However, we are quite willing to subject a woman to months of pain, risk of injury or death, and mental trauma in order to preserve the life of one fetus.

This analogy has been a commonly occurring meme in pro-choice internet discussion communities recently, and it's an amazingly good one. It's so good that my powers of devil's advocacy are failing me. I need someone more creative than me, or a real anti-abortion advocate, to answer this question for me...

Why does a corpse have more right to bodily autonomy than a pregnant woman? Why do we give the dead body more rights than we give the living person?

PS: No arguments here about whether a fetus is alive, please. That's another issue for another thread. For the purpose of this discussion, I will concede that a fetus is a living person.

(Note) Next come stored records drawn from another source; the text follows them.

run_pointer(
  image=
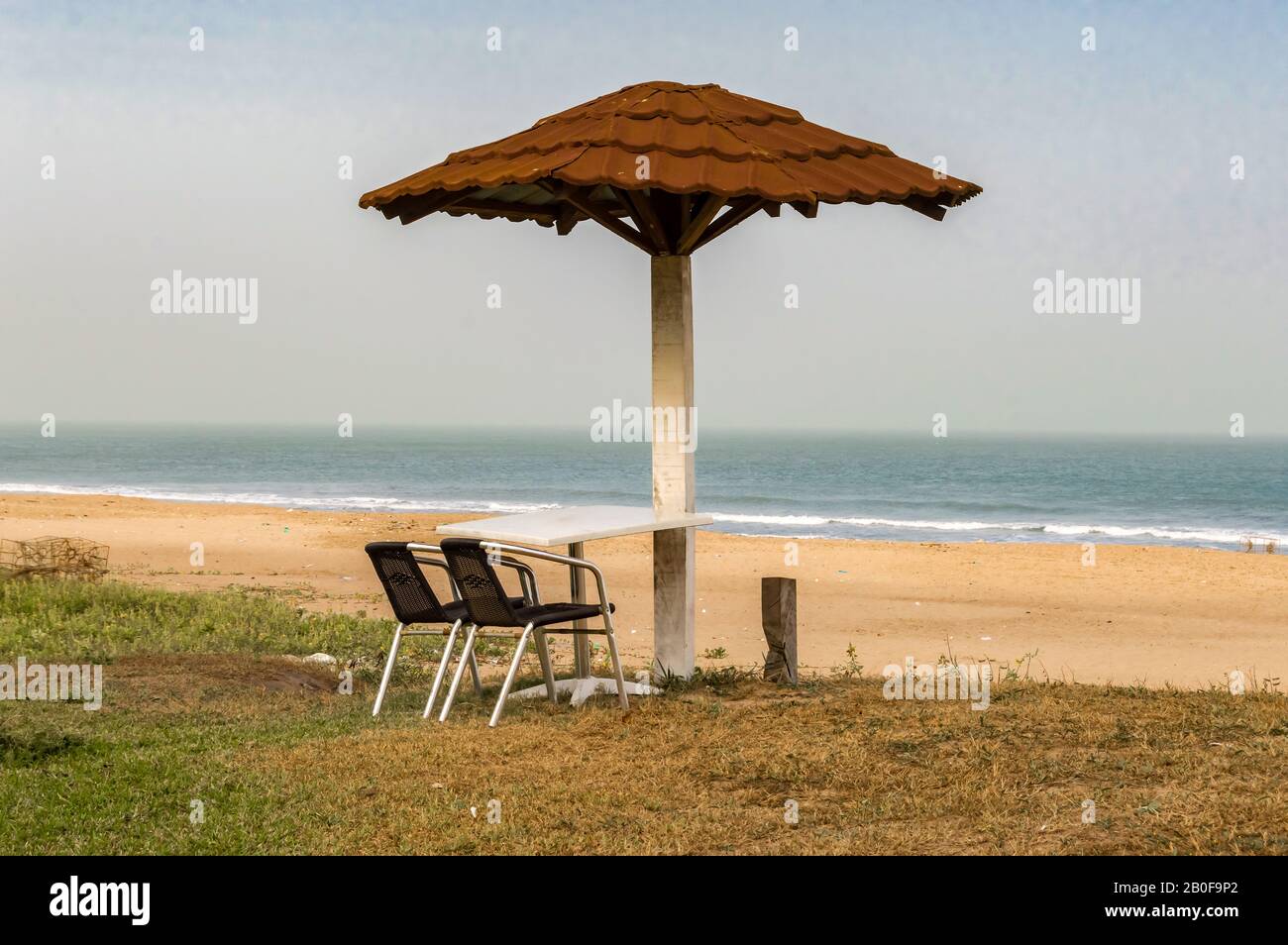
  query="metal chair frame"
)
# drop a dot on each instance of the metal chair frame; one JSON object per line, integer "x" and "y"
{"x": 505, "y": 550}
{"x": 528, "y": 584}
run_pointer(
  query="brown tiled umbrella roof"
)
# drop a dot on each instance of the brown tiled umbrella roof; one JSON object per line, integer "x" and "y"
{"x": 707, "y": 151}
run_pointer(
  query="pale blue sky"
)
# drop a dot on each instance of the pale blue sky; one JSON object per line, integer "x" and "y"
{"x": 223, "y": 163}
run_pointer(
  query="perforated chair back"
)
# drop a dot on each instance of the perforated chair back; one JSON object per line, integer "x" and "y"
{"x": 410, "y": 593}
{"x": 484, "y": 595}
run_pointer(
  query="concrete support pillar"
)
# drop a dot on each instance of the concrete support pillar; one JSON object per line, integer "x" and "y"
{"x": 674, "y": 597}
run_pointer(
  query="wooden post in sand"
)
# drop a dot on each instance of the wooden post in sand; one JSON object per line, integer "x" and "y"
{"x": 674, "y": 597}
{"x": 778, "y": 618}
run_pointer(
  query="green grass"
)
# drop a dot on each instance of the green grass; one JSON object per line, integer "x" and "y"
{"x": 97, "y": 622}
{"x": 198, "y": 708}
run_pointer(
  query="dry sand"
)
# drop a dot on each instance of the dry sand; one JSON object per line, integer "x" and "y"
{"x": 1149, "y": 615}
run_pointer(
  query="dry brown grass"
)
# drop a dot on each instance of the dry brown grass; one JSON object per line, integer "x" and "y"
{"x": 284, "y": 764}
{"x": 704, "y": 773}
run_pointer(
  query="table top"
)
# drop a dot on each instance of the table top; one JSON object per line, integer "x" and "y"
{"x": 552, "y": 527}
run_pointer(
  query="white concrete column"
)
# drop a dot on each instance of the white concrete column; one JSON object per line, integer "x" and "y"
{"x": 674, "y": 597}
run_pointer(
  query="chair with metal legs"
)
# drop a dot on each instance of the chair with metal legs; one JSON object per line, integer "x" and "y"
{"x": 471, "y": 566}
{"x": 415, "y": 604}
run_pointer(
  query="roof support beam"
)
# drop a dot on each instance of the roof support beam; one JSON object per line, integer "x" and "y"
{"x": 567, "y": 219}
{"x": 411, "y": 209}
{"x": 580, "y": 198}
{"x": 697, "y": 226}
{"x": 738, "y": 211}
{"x": 925, "y": 205}
{"x": 642, "y": 211}
{"x": 806, "y": 209}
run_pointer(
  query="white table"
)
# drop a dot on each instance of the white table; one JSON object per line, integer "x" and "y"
{"x": 572, "y": 527}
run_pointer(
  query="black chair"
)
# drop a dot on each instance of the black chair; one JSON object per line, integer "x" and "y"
{"x": 487, "y": 604}
{"x": 415, "y": 604}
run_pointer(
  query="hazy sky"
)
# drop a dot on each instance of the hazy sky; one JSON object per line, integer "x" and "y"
{"x": 223, "y": 162}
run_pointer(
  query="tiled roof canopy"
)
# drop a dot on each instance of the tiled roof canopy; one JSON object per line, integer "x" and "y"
{"x": 682, "y": 162}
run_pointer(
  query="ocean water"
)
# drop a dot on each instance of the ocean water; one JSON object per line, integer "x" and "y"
{"x": 1198, "y": 492}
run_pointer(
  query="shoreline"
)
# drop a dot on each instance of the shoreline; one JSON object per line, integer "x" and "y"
{"x": 1140, "y": 614}
{"x": 1207, "y": 537}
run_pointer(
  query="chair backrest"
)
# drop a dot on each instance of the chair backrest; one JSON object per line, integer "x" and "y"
{"x": 481, "y": 588}
{"x": 410, "y": 593}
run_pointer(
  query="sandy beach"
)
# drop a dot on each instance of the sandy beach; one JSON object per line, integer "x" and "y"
{"x": 1150, "y": 615}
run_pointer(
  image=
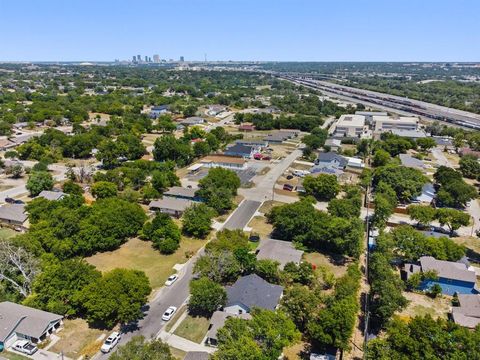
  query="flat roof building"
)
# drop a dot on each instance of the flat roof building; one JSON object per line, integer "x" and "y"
{"x": 387, "y": 123}
{"x": 351, "y": 126}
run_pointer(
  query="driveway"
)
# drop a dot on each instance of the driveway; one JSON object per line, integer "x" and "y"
{"x": 242, "y": 215}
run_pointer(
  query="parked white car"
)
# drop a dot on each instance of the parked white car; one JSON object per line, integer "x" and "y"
{"x": 167, "y": 315}
{"x": 171, "y": 279}
{"x": 111, "y": 342}
{"x": 25, "y": 346}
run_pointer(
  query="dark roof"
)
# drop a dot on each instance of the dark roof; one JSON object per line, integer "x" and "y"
{"x": 331, "y": 156}
{"x": 239, "y": 149}
{"x": 448, "y": 269}
{"x": 197, "y": 355}
{"x": 23, "y": 319}
{"x": 253, "y": 291}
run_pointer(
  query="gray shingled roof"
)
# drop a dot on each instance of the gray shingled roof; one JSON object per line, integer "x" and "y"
{"x": 253, "y": 291}
{"x": 24, "y": 319}
{"x": 180, "y": 191}
{"x": 13, "y": 212}
{"x": 52, "y": 195}
{"x": 171, "y": 203}
{"x": 448, "y": 269}
{"x": 281, "y": 251}
{"x": 468, "y": 313}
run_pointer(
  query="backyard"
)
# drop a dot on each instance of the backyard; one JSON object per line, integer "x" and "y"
{"x": 140, "y": 255}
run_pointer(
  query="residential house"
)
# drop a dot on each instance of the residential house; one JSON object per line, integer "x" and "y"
{"x": 170, "y": 205}
{"x": 192, "y": 121}
{"x": 214, "y": 110}
{"x": 156, "y": 111}
{"x": 279, "y": 250}
{"x": 227, "y": 162}
{"x": 181, "y": 193}
{"x": 13, "y": 214}
{"x": 240, "y": 150}
{"x": 252, "y": 291}
{"x": 411, "y": 162}
{"x": 453, "y": 277}
{"x": 197, "y": 355}
{"x": 52, "y": 195}
{"x": 427, "y": 195}
{"x": 467, "y": 314}
{"x": 217, "y": 321}
{"x": 18, "y": 322}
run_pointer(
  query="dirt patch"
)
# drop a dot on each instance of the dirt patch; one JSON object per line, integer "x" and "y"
{"x": 77, "y": 339}
{"x": 421, "y": 304}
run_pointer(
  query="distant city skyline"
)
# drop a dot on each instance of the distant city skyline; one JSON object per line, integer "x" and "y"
{"x": 246, "y": 30}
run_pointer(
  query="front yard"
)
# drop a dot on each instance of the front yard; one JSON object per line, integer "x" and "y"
{"x": 193, "y": 328}
{"x": 140, "y": 255}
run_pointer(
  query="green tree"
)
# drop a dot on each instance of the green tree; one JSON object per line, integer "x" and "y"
{"x": 454, "y": 219}
{"x": 58, "y": 285}
{"x": 104, "y": 189}
{"x": 38, "y": 182}
{"x": 470, "y": 166}
{"x": 323, "y": 187}
{"x": 424, "y": 214}
{"x": 117, "y": 297}
{"x": 206, "y": 297}
{"x": 381, "y": 158}
{"x": 197, "y": 220}
{"x": 139, "y": 349}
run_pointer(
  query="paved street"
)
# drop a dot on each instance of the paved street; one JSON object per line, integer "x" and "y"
{"x": 242, "y": 215}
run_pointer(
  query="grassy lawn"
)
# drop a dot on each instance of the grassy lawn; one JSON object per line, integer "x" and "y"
{"x": 321, "y": 260}
{"x": 140, "y": 255}
{"x": 6, "y": 233}
{"x": 177, "y": 353}
{"x": 260, "y": 226}
{"x": 77, "y": 339}
{"x": 175, "y": 318}
{"x": 268, "y": 205}
{"x": 12, "y": 356}
{"x": 193, "y": 328}
{"x": 421, "y": 304}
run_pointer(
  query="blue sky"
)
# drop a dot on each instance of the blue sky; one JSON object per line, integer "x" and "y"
{"x": 283, "y": 30}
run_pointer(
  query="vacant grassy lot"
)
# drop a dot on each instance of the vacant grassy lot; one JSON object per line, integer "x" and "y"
{"x": 260, "y": 226}
{"x": 193, "y": 328}
{"x": 77, "y": 339}
{"x": 421, "y": 305}
{"x": 140, "y": 255}
{"x": 321, "y": 260}
{"x": 6, "y": 233}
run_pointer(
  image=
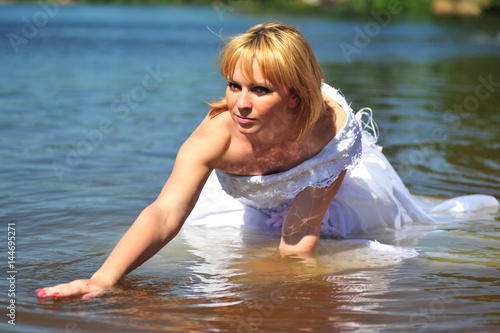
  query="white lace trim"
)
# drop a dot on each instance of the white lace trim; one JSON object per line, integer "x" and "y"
{"x": 276, "y": 192}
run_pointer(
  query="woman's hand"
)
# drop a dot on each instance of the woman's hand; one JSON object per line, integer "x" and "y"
{"x": 88, "y": 288}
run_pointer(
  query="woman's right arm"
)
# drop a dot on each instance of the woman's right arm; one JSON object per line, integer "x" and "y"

[identity profile] vvalkyri.livejournal.com 2015-06-03 06:34 pm (UTC)(link)
Short answer would be political power.

[identity profile] xochitl.livejournal.com 2015-06-04 12:20 am (UTC)(link)
It seems like they are overwhelmingly religiously motivated to "keep women in their places." They want people with uteruses to be relegated to breeding stock for Jesus. If we're stuck at home with kids we won't be out voting or becoming CEO's. (I don't think I've ever seen a secular argument against abortion, other than very late term abortions where there may be sentience and viability outside the womb.)